Materials and methods
Bone marrow collection
The protocol was approved by the Institutional Animal Care and Use Committee (IACUC), the Faculty of Veterinary Science, Chulalongkorn University. Bone marrow (BM) was collected from the healthy canine donors with the owners’ consents. BM was collected from ilium or femur (Kraus and Kirker-Head, 2006). Aseptic technique was employed throughout the procedures. BM aspiration was performed by using 18-gauge Jamshidi® bone marrow biopsy needles (BD, USA) assembled with 10 mL syringe containing heparin solution (2,500 IU heparin/1 mL bone marrow aspirate). The volume of the aspirated bone marrow was not exceeded 1 mL/kg body weight. The collected BM was kept in sterile bag, placed on ice, and immediately transported to the laboratory.

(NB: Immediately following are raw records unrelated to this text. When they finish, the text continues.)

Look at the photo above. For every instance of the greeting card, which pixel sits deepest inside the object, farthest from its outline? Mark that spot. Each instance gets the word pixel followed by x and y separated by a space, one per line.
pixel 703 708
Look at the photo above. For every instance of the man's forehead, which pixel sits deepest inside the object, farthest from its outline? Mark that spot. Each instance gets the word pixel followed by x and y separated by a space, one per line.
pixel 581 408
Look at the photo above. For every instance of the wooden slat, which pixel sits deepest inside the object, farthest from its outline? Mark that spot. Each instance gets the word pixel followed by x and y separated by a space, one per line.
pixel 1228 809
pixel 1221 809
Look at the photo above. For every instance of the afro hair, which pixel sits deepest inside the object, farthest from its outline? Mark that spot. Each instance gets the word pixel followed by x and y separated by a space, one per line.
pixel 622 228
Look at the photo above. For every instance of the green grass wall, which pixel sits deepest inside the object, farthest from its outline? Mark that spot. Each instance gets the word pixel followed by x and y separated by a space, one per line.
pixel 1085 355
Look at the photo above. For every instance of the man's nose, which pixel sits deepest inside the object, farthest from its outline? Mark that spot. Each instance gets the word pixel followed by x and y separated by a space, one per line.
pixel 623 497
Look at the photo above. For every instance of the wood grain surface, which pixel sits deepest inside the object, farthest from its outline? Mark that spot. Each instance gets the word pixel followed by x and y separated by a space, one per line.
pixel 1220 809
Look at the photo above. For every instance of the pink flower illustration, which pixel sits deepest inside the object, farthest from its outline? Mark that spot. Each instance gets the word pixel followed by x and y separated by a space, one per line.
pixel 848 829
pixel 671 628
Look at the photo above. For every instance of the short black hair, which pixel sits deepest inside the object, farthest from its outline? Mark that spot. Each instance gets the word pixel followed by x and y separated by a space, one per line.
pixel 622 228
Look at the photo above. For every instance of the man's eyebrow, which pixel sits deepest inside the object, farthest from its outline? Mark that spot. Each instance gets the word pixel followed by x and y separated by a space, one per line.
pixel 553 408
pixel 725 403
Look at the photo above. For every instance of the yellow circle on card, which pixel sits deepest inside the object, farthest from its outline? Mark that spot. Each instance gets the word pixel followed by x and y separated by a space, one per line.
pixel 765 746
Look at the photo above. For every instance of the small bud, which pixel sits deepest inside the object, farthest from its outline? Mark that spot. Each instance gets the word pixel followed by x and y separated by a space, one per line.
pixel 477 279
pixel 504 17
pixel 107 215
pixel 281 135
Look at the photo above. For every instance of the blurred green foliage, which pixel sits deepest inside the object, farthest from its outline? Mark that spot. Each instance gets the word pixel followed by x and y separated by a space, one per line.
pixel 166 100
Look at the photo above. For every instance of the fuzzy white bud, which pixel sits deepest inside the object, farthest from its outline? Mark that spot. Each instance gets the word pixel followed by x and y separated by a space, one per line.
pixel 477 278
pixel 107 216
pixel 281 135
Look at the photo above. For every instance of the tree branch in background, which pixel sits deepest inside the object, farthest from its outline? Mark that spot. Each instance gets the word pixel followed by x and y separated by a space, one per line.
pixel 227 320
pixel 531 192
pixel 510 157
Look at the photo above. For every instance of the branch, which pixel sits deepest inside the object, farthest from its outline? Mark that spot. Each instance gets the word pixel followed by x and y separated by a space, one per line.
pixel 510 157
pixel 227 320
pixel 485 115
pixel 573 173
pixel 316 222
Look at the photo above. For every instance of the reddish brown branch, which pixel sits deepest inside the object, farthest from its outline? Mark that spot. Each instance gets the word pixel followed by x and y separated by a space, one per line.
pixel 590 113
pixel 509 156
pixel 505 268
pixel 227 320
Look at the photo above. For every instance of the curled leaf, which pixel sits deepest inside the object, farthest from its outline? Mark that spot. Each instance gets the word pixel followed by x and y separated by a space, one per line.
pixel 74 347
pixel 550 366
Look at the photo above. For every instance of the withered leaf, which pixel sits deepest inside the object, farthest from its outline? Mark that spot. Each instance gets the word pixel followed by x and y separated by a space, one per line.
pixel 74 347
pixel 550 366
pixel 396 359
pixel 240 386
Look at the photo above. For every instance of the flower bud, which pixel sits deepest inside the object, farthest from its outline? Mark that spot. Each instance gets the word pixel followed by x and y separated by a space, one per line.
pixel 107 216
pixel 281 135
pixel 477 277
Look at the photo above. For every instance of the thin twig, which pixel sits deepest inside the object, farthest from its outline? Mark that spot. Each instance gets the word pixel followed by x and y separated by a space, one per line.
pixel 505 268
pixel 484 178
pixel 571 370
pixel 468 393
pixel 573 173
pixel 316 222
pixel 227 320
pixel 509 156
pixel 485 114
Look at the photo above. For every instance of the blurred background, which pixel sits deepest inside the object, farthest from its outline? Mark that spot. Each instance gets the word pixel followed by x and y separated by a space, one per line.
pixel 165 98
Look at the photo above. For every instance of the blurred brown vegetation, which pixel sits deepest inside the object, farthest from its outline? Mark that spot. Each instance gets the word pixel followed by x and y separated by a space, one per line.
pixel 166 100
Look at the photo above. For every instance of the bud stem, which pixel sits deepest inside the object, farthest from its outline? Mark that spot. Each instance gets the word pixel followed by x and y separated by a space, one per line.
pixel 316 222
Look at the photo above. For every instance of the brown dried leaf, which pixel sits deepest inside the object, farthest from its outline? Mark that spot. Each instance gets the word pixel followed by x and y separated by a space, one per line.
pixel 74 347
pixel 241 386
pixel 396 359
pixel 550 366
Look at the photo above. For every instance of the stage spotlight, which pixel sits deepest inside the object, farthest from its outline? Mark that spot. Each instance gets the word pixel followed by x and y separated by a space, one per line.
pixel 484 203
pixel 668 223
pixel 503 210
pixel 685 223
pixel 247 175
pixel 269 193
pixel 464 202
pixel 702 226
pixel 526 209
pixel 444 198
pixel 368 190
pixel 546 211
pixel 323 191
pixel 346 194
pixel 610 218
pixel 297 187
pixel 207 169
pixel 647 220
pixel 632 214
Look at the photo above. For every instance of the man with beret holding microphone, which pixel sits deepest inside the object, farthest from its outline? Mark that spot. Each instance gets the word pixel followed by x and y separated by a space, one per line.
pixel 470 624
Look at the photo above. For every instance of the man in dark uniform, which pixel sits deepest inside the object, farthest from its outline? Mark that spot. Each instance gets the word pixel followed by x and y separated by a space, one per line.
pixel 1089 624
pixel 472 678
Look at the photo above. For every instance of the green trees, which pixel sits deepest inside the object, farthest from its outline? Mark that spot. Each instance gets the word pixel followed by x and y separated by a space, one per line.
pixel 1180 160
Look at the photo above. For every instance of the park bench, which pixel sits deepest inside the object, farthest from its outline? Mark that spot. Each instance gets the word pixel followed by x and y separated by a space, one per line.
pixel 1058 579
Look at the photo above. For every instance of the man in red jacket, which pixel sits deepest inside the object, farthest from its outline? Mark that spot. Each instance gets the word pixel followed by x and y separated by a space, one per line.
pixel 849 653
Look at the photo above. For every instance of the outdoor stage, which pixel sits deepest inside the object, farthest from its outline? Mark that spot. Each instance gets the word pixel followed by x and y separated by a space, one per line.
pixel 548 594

cBM-MSCs isolation, culture, and expansion
For cBM-MSCs isolation, the aspirated bone marrow was mixed with 10 mL Hank's Balanced Salt Solution (HBSS) (Thermo Fisher Scientific Corporation, USA) as a washing solution. After centrifugation at 300 rpm for 15 min, the supernatant, solution above the white ring layer lied over red blood cell, was gently discarded. The second wash with 20 mL HBSS was performed at 1,000 rpm for 15 min, and the supernatant was gently discarded. The pellet was gently resuspended with 10 mL Gibco™ Dulbecco's Modified Eagle Medium: Nutrient Mixture F-12 (DMEM/F-12) (Thermo Fisher Scientific Corporation, USA) supplemented with 10% fetal bovine serum (FBS) (Thermo Fisher Scientific Corporation, USA), 2 mM L-glutamine, and 1% Antibiotic-Antimycotic solution (Thermo Fisher Scientific Corporation, USA). Cells were seeded in T-75 Corning® treated tissue culture flasks (Corning, USA) containing pre-warmed culture medium and subsequently incubated under 5% CO2 and 95% air at 37°c condition. The culture medium, 10% FBS-DMEM/F12, was replaced every 48 h. Cells were subcultured once the confluence reached 80% using 0.25% trypsin-ethylenediaminetetraacetic acid (EDTA) (Thermo Fisher Scientific Corporation, USA). Cells in passage 2–5 were used for the experiments.
Proliferation assay
3-(4,5-dimethylthiazol-2-yl)- 2,5-diphenyltetrazolium bromide (MTT) assay was used to assess the cell proliferation at day 1, 5, and 7. To explore the proliferative effects of simvastatin, cells were starved with serum free (SF)-DMEM/F12 for 3 h and then maintained in 2% FBS-DMEM/F12 supplemented with 4 simvastatin doses (0.1, 1, 10, and 100 nM). The medium was routinely changed every 48 h. At day 1, 5, and 7 post-treatment, MTT assay was performed according to the following protocol. Briefly, cells were gently washed with 500 μL pre-warmed phosphate buffer saline (PBS) solution per well, and then incubated with 300 μL 0.5 mg/mL MTT solution under 5% CO2 and 95% air at 37 °C condition for 15 min. After discarding the MTT solution, 1 mL of glycine buffered-dimethylsulfoxide (DMSO) solution was added for elution. The optical density was measured at 570 nm wavelength (Riss et al., 2013). The data were presented as a relative proliferation normalized with untreated control group.
Gene expression analysis
For the analysis of gene expression profiles, reverse transcription-quantitative polymerase chain reaction (RT-qPCR) was used. At 48 h post-treatment, the mRNA expressions of simvastatin-treated cells were analyzed according the following protocols. Briefly, total RNA was harvested by using TRIzol-RNA isolation reagent (Thermo Fisher Scientific Corporation, USA) and DirectZol-RNA isolation kit (ZymoResearch, USA) according to manufacturer's protocols. The obtained RNA products were converted to complementary DNA (cDNA) by using reverse transcriptase enzyme kit (Promega, USA). The relative mRNA expressions were normalized with reference gene, Glyceraldehyde 3-phosphate dehydrogenase (Gapdh), and with untreated control according to the following Formula: 2−ΔΔCt, where ΔΔCt = [Cttarget gene- CtGAPDH]treated - [Cttarget gene - CtGAPDH]control. Ct referred to cycle threshold. The amplification primers were summarized in Table 1.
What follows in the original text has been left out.